Cane Run Road residents living across the street from Louisville Gas & Electric’s coal ash landfill received only a brief reprieve from the sludge processing plant that malfunctioned twice last month, sending clouds of coal ash into their neighborhood.
After just 11 days of inaction — during which LG&E says they made the needed repairs — the plant was fired back up on Aug. 11.
But neighbors say nothing has changed, as the plant continues to periodically shoot dust into the air. And as usual, LG&E maintains nothing is wrong.
While the residents’ frustration continues to mount — and the Metro Air Pollution Control District (APCD) continues to monitor the situation with the limited tools at their disposal — LG&E is attempting to allay their fear and anger with a seemingly altruistic deed: a free power-wash of their homes to scrub away filth quite possibly caused by the plant.
Most of their neighbors are saying no thanks.
The homes across the street from the landfill — separated by a small cemetery and just over a football field away — are the same ones that a recent LG&E-commissioned study found to be covered in significant levels of coal ash, which netted the multi-billion dollar company a nominal fine from APCD — $4,000.
An APCD official says that fine does not include probable future penalties for the two large ash clouds released by the sludge plant last month, which LG&E attributes to an equipment malfunction.
After LG&E cleaned the plant during repairs on Aug. 4 — which photographs show sent yet another cloud of ash into the air — the company tried a new tactic: going door to door, offering to wash houses for free.
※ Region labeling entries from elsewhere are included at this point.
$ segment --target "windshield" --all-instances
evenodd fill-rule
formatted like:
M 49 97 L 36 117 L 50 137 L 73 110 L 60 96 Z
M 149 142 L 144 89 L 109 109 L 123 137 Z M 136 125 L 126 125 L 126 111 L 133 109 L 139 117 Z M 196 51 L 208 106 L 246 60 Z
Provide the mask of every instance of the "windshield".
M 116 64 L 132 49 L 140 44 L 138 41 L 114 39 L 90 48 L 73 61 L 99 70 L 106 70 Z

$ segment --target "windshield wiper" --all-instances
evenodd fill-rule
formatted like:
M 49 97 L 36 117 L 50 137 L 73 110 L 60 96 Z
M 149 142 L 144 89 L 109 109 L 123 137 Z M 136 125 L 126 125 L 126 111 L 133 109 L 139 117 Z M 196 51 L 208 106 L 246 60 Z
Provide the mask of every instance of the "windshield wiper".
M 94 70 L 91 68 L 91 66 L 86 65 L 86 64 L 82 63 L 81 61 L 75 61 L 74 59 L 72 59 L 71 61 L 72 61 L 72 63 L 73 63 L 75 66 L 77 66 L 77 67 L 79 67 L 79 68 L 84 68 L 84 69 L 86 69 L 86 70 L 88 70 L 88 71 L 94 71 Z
LG&E spokesman Chip Keeling says the reasoning behind this move — besides being the neighborly thing to do — is to create a clean slate from which future samples can be collected to differentiate between current conditions and past buildup over decades from the adjacent plant and landfill.
“The problem with the testing on the houses is you don’t have a time frame,” Keeling says. “If there is dust on that house, you don’t know how long it took to get there.”
While LG&E acknowledges that recent samples from the houses revealed significant amounts of coal ash, Keeling is adamant that the July releases did not leave the plant’s property and travel to the Cane Run neighborhood — despite witness accounts and photographs by neighbors suggesting otherwise.
APCD finds the company’s claim doubtful, but the agency’s executive director, Lauren Anderson, condones LG&E’s offer to wash houses. Anderson says APCD is limited in how far it can go in sanctioning the company, so they are working with the company to find an enforceable agreement.
“The penalty is a very small part of the equation. This is not a federally enforceable measure. We are enforcing a district regulation, so the penalty was only $4,000,” Anderson says.
“Well, for LG&E that is nothing — $3,000 or $4,000 is not going to deter them,” she adds. “Having to come up with an enforceable plan to come into compliance, that’s something we can monitor and enforce. So if it were just a matter of ‘you did this, pay us a few thousand bucks,’ they’d write us a check and be on their way.”
But most neighbors were quite skeptical of the door-to-door scrubbing offer. Resident Panfilo Desantiago, who has lived in his home for 23 years, turned them down, including an offer to wash his truck.
“I said, ‘Nuh-uh. Not till someone tests some samples of my house.’”
In March, a lawsuit filed by 54 residents of Riverside Gardens — just north of this neighborhood next to the Cane Run plant — against LG&E was settled out of court, the terms of which are confidential. The plaintiffs had alleged that LG&E polluted their neighborhood for years with an array of toxins from the coal plant and landfill.
The general sentiment around the Cane Run neighborhood is that LG&E — far from being the generous next door neighbor, figuratively bringing over a fresh-baked pie to make up for Johnny breaking your window with a baseball — is actually trying to scrub away the evidence of a multi-generational crime.
On Aug. 11, the sludge processing plant resumed operation, kicking up a familiar cloud of dust almost immediately, according to neighbors. LG&E, which didn’t report any problems to the APCD, claimed to have solved the problem by installing a plastic flap to seal the ash inside, which deterred “any dust from leaving the (sludge processing plant) building.”
The verdict of APCD enforcement manager Terri Phelps — who noted that LG&E did not report any fugitive dust upon restarting the plant, as they are required to do — was that “the pictures I saw didn’t look like it was working.”
Mayor Greg Fischer’s office referred all questions on the matter to APCD, while Gov. Steve Beshear, running for re-election on a pro-coal/anti-EPA platform, is unlikely to intervene.
Meanwhile, the residents of Cane Run Road might simply have to wait until 2016, at which point LG&E’s plant could switch to natural gas — maybe.